There are two fundamental pathways to error prevention, the mechanical/mechanistic, and the human aspect. So can interventions or interlocks (upstream management efforts) really be pre-emptive, if they just depend on the individual, or can they be mostly effective? We need to consider the space between mostly and completely and how to work on it effectively. This is least apparent during the educating and training phase (black and white period) of the "good people" that we work with and exceedingly apparent during the recovery from an incident (grey period) caused by the "bad people" we work with.
Can human factors really bridge this gap, since we know that a system that depends on a human completely to prevent an accident is prone to failure? This thought process often seems to only be applied at the front end, where we rely on the adaptability of the individual to get the job done, but not on the back end where the same adaptations that result in success result in failure.
Most of our current methodologies when an incident occurs are dedicated
to trying to ascribe blame or error as causal, judging them, to be good or bad
and implicitly, judging people as being good or bad. This isn't so much an error or people trap, it is a response trap. We are all error-makers, who make mistakes, but for the most part, these errors don't lead to loss. Often times we put this lack of loss down to our own capacity, rather than the capacity built into the system (a second handrail on slippery stairs with high traffic up and down). Unfortunately, we can be slow to ascribe the same thinking to others and embrace the binary (good or bad) decision in this instance. They should have known better, so why shouldn't we?

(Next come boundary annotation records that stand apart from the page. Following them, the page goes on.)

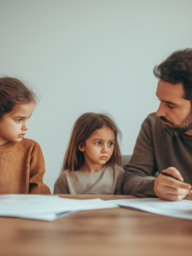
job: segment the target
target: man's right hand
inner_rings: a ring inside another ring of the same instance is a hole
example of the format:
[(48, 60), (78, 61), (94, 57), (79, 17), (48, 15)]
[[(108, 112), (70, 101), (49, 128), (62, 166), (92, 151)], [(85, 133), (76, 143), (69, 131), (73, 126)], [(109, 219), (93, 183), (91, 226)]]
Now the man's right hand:
[(162, 174), (159, 174), (154, 183), (155, 195), (167, 201), (178, 201), (191, 194), (191, 185), (184, 183), (184, 178), (175, 167), (169, 167), (165, 172), (178, 180)]

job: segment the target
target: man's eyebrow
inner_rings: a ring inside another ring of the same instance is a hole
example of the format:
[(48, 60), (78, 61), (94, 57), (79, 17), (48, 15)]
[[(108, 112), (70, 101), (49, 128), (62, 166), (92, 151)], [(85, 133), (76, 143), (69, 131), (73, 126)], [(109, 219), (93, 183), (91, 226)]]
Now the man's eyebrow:
[[(155, 93), (156, 94), (156, 93)], [(156, 94), (156, 96), (157, 96), (157, 98), (159, 99), (159, 97), (158, 97), (158, 95)], [(166, 102), (166, 101), (161, 101), (162, 102), (165, 102), (165, 103), (167, 103), (167, 104), (171, 104), (171, 105), (175, 105), (175, 106), (177, 106), (178, 104), (176, 104), (176, 103), (173, 103), (173, 102)]]

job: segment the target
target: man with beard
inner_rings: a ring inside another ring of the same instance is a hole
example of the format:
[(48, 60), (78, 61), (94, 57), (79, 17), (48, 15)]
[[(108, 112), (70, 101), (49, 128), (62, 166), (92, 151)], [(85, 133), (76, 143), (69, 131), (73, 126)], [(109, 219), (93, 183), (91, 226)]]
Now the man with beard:
[(173, 52), (154, 74), (160, 106), (142, 124), (122, 191), (178, 201), (192, 193), (192, 49)]

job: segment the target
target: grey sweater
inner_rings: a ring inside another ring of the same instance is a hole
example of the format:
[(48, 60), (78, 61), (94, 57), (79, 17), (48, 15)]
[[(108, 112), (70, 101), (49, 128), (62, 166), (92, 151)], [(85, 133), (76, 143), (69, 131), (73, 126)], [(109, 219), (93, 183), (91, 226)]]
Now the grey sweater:
[(155, 196), (154, 175), (171, 166), (192, 184), (192, 137), (171, 137), (163, 131), (160, 118), (150, 113), (142, 124), (133, 154), (124, 166), (123, 194)]
[(76, 177), (70, 176), (65, 170), (54, 184), (54, 194), (72, 195), (114, 195), (121, 194), (121, 180), (124, 171), (114, 165), (93, 173), (75, 172)]

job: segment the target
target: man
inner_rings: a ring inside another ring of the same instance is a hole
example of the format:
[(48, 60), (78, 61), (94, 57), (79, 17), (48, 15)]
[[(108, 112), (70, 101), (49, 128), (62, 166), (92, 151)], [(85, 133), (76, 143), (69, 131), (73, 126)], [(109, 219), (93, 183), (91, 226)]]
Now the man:
[(142, 124), (124, 166), (122, 190), (178, 201), (192, 193), (192, 49), (174, 52), (155, 67), (154, 74), (160, 106)]

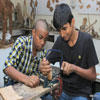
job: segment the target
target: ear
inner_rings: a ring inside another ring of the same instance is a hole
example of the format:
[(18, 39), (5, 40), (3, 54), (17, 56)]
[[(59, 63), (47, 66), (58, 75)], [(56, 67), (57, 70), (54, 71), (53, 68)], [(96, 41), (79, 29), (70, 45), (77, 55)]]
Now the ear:
[(32, 29), (32, 36), (35, 36), (35, 29)]
[(75, 19), (74, 18), (72, 18), (72, 23), (71, 23), (71, 25), (74, 27), (75, 26)]

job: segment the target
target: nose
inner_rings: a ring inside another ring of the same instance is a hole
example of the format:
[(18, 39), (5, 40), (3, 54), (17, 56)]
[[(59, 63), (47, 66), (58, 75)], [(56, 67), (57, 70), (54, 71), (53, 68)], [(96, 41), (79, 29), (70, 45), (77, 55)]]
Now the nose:
[(44, 44), (45, 44), (45, 41), (44, 41), (44, 40), (42, 40), (42, 41), (41, 41), (41, 45), (43, 46)]
[(64, 33), (63, 32), (61, 33), (61, 37), (64, 38)]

The people that make an error are still the same well-intended, good people, they were before the error, so we need to give them and the process the same learning space rather than considering the binary immediately. We need leadership, to create a workplace where workers can be safe, successful and can effectively deliver information to that leadership on which to base informed decisions, especially after an incident. Don't rush to blame and punish, strive for inclusivity of cause and avoid making truth a second victim of the incident.
If leaders are aware of the conditions in the workplace that make the
error more likely, they need to address the conditions and feedback this information, to encourage and display trust, rather than dissemble.
When it comes to accountability, with 30 years of accident investigation, out of all of the folks that I have talked to there is no way that any system can hold them more accountable than they hold themselves.